October 3, 2008 6:48 PM | Reply | Permalink
Eight Years Republican President, Eight Years Republican Congress, Eight Years Republican Ideology
Fri Oct 3, 2008
* U.S. House of Representatives approves bailout
* Jobs fall the most in 5-1/2 years
* S&P 500, Nasdaq have worst week since Sept 2001
* Dow has worst week since July 2002
John McCain - His Perfect Storm
October 4, 2008 2:31 AM | Reply | Permalink
John McCain's Anger-His seething anger is the result of being put in the same position as Bob Dole was in 1996. This is his time and after being left for dead in the primary race earlier this year, he has clawed his way back to the top of the Republican ticket and his success should make the job easier for him but it hasn't. His stumbles and his inability to solidify his conservative base without bowing to their whims have left him in a state of rage which he doesn't seem to handle well. I can't help but think that the words, "Why is this happening to me?", keep popping into his head.

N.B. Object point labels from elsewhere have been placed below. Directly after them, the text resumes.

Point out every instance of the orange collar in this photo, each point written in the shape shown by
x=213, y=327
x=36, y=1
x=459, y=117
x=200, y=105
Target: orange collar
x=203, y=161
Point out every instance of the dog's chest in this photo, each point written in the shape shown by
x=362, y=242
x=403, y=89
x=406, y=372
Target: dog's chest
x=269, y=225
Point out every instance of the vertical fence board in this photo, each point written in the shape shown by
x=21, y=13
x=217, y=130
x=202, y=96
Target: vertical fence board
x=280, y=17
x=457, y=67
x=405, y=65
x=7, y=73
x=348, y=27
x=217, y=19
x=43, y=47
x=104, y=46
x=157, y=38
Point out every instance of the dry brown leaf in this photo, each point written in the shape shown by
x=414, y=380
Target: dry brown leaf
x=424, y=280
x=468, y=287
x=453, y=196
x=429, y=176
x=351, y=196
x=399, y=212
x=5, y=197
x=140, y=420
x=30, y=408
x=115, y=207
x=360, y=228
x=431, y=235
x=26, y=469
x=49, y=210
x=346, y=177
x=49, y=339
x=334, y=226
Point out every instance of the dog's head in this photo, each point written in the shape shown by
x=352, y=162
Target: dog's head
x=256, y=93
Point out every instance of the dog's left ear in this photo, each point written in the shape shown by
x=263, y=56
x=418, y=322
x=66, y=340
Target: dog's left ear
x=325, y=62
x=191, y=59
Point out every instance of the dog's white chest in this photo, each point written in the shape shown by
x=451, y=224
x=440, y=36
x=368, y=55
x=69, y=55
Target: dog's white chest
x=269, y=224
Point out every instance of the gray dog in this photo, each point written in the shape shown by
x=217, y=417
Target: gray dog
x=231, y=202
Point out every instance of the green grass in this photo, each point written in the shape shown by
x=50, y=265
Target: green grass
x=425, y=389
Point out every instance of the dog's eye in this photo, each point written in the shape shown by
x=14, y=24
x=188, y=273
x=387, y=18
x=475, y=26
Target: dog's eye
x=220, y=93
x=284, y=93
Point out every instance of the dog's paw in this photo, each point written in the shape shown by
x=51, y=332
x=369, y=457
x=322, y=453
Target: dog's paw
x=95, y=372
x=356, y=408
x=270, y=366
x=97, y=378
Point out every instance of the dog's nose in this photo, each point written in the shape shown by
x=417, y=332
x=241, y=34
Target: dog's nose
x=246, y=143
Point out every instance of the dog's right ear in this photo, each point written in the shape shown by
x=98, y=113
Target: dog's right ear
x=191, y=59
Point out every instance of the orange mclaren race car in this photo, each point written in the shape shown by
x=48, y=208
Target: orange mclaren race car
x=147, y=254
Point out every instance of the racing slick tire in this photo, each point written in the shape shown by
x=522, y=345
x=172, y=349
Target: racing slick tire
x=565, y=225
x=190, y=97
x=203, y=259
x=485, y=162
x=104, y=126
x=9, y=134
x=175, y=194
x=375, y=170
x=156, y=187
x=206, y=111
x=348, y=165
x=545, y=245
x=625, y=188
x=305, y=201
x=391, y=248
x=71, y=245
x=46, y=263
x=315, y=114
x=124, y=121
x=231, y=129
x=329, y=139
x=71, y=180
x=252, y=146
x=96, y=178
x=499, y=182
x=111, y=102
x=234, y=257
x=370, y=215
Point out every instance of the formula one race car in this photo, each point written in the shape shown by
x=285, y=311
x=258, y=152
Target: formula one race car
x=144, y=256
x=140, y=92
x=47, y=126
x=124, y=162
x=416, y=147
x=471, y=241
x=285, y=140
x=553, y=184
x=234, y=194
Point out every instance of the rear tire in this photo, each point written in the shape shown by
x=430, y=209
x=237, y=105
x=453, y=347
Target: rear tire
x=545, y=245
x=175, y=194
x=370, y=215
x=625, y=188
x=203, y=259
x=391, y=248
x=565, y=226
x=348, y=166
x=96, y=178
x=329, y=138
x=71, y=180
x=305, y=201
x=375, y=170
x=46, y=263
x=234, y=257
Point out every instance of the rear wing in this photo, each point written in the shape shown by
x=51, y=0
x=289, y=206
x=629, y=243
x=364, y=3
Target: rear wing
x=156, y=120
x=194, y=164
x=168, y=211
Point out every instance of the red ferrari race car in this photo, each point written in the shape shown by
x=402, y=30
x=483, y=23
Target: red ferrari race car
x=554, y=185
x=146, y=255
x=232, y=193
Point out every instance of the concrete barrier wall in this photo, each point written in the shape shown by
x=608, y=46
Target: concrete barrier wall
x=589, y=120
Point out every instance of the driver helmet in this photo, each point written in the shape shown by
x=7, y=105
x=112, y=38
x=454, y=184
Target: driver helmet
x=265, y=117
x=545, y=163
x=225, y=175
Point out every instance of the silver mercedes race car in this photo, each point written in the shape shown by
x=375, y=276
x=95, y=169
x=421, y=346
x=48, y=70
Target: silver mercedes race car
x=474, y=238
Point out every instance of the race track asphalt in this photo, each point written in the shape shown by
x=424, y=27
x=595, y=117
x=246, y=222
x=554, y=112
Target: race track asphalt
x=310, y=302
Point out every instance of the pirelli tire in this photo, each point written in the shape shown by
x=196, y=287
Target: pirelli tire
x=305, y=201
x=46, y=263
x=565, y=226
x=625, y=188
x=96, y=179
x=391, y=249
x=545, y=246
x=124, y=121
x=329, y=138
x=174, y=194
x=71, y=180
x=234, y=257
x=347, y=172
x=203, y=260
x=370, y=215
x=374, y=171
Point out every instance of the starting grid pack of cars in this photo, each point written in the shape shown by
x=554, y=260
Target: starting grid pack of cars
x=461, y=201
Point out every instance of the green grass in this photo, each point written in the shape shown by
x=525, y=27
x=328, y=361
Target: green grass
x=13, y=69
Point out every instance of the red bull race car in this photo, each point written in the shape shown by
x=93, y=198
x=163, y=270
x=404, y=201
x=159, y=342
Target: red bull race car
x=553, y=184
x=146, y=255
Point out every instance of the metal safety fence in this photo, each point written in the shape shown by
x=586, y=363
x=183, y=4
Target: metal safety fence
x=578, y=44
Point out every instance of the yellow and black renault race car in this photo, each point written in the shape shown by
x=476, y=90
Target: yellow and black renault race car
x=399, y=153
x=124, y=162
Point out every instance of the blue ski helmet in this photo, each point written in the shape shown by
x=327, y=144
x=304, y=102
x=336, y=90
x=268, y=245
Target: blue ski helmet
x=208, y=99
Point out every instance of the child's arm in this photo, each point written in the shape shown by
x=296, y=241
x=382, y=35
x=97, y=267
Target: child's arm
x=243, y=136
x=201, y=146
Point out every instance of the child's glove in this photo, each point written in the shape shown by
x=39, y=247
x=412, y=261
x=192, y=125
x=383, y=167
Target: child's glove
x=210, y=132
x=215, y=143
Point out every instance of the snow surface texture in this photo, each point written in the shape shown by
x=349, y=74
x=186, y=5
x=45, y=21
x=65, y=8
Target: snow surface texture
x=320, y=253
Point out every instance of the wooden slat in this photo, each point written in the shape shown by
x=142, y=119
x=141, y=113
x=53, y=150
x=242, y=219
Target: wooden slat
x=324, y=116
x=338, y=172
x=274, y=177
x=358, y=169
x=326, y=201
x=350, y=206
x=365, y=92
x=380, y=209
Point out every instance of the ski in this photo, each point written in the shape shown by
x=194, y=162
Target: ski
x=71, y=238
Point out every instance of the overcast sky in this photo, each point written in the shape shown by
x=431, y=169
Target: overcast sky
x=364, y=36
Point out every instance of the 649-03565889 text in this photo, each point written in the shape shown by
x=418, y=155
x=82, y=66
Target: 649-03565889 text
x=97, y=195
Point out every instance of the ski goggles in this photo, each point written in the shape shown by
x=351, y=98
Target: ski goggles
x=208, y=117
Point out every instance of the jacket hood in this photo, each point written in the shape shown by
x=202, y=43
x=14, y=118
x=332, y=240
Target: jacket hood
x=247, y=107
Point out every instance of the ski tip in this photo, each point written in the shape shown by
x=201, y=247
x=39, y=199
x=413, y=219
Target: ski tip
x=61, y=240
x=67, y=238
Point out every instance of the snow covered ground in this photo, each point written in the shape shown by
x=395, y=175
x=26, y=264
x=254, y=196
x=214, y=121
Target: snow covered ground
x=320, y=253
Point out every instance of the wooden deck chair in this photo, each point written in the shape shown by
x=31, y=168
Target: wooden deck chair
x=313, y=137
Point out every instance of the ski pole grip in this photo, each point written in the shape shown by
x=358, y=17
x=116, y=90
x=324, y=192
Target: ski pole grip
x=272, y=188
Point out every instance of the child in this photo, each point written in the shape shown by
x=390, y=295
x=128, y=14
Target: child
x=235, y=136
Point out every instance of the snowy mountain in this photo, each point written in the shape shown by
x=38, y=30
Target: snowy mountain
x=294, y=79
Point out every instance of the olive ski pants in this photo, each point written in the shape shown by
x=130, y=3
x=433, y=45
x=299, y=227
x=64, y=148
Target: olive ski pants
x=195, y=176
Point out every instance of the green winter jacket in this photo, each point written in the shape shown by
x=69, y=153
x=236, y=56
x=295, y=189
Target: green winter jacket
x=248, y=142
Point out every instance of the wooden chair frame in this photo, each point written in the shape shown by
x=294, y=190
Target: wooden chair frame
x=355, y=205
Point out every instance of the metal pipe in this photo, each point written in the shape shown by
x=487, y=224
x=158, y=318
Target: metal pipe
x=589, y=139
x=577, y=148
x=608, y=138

The only thing that is "maverick" that has survived is his belief that the rules don't apply to him. He can say things that are not true but those who would question him don't have the standing to doubt his stature and virtue. It is an affront to him what happened in the editorial meeting at The Des Moines Register. He was forced to sit in a meeting of those who were clearly not his equal and ask him questions that reflected on his character.
Boy, would I like to have been in the room with the McCain campaign when the newspaper announced their choice of Obama as the best candidate for president.

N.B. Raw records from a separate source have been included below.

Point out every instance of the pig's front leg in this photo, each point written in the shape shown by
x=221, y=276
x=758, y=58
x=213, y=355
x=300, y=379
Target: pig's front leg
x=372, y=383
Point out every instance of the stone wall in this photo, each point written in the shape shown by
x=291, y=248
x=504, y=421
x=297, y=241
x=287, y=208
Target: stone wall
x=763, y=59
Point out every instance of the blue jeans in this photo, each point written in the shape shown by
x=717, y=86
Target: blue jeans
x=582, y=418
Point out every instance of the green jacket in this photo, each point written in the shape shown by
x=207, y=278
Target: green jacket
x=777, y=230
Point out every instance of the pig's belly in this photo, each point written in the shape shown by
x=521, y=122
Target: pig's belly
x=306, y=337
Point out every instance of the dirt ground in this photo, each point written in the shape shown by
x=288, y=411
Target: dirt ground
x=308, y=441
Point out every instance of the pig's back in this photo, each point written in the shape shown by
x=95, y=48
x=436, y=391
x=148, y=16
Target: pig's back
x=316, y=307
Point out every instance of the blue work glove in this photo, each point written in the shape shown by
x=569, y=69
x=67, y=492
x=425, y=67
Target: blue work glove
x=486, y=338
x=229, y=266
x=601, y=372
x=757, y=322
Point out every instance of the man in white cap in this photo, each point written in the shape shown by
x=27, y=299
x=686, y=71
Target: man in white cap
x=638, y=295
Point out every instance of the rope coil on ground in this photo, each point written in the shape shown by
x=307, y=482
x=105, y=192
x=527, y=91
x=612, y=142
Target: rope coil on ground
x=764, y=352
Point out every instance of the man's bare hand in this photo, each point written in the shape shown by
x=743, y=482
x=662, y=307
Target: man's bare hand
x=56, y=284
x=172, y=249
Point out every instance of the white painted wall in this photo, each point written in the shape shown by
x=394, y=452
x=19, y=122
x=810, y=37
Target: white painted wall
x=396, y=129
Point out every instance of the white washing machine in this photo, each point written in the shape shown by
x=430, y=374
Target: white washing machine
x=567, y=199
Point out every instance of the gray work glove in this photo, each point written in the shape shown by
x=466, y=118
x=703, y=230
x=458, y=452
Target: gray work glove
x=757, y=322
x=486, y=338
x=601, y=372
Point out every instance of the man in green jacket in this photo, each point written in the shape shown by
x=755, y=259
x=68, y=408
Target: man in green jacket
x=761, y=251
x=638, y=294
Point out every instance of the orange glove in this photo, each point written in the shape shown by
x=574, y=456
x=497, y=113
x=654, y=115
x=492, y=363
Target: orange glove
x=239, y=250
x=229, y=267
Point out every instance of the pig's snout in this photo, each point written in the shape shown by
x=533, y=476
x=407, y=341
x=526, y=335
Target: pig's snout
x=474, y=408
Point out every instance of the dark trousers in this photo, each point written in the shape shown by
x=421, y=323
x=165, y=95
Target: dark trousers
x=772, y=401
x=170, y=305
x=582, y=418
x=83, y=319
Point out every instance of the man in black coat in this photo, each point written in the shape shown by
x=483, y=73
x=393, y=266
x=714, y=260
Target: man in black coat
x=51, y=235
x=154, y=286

This man, as President of the United States, would be "armed and dangerous".
October 4, 2008 4:57 AM | Reply | Permalink
"For Sarah Palin, Thursday's night’s debate was an open-book exam. She spent much of the evening methodically reading and rehearsing answers from “carefully scripted talking points.” Palin’s notes were largely hidden from plain view, resting behind the lectern where she stood. Because the cable and network television stations did not show a split screen of the debate, most viewers could not see that, during Joe Biden’s answers, Palin spent almost all her time looking down and studiously reading her notes. But viewers did see that when Palin delivered her answers, she would repeatedly glance down to check her talking points. ThinkProgress has compiled a video documenting some of the instances where it was clear to the audience that Palin was propped up by written responses. Watch a video compilation."
http://thinkprogress.org/2008/10/03/palin-can-read/
October 4, 2008 8:30 AM | Reply | Permalink
Hypocricy in action:
First,the House would not have come together and passed the bill if Obama hadn't spoken to them and reassured tham that homeowners would be protected and that taxpayers would get their money back.
And second, Sen. Lookwhatidid, your suspending your campaign delayed the rescue bill resulting in volatile financial markets for a week.